Mrs.GREEN APPLEの楽曲「僕のこと」、いい歌ですよね。
ストレートに胸に沁みる歌詞に涙した人は、ファンのみならず、大勢いると思います。
最近「僕のこと」を聴いて、この歌のことを知りたい方へ。
この歌が生まれた経緯、大森さんが歌詞に込めた思い、歌詞の意味について解説しました。
「歌詞の解釈」については、色んな見方があっていいと思います。
ここでは、筆者の考察を解説しています!
Mrs.GREEN APPLE「僕のこと」について
Mrs.GREEN APPLE「僕のこと」は、第97回全国高校サッカー選手権(2019年)のテーマ曲として 書き下ろした曲です。
ミセスは、2019年1月14日の高校サッカー選手権大会・決勝戦会場で、「僕のこと」を生演奏しました。

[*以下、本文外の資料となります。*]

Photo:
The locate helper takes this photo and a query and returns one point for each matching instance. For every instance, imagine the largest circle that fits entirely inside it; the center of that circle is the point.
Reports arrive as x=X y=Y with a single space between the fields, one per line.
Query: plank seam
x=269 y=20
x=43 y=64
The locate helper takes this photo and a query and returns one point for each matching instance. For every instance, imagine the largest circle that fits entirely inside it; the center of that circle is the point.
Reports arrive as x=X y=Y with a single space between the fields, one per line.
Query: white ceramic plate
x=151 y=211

そのライブのスピーチの中で、大森さんは「全ての人たちを肯定する歌」と紹介しています。
「初めましてMrs. GREEN APPLEです。
この度、大会の応援歌を担当させていただきました。『僕のこと』はすべての人たちを肯定する、そのような曲です。聴いてください。」
(引用元:Music Booster 2019.1.15 )
歌のタイトルについて
「僕のこと」というタイトルは、1人1人の思いが重なってチームになっていく、という思いを込めて付けたのだそうです。(参考:skream 2018.10.16 )
高校生へのメッセージ
当時、ミセスの皆さんは、高校生の方々へ、こんなメッセージを贈っています。
【高校生たちへのメッセージ】
自分たちは「僕のこと」という曲を通して、一人一人の色々な思い出になれたらいいなと思っています。一生懸命歌って、演奏したいと思います。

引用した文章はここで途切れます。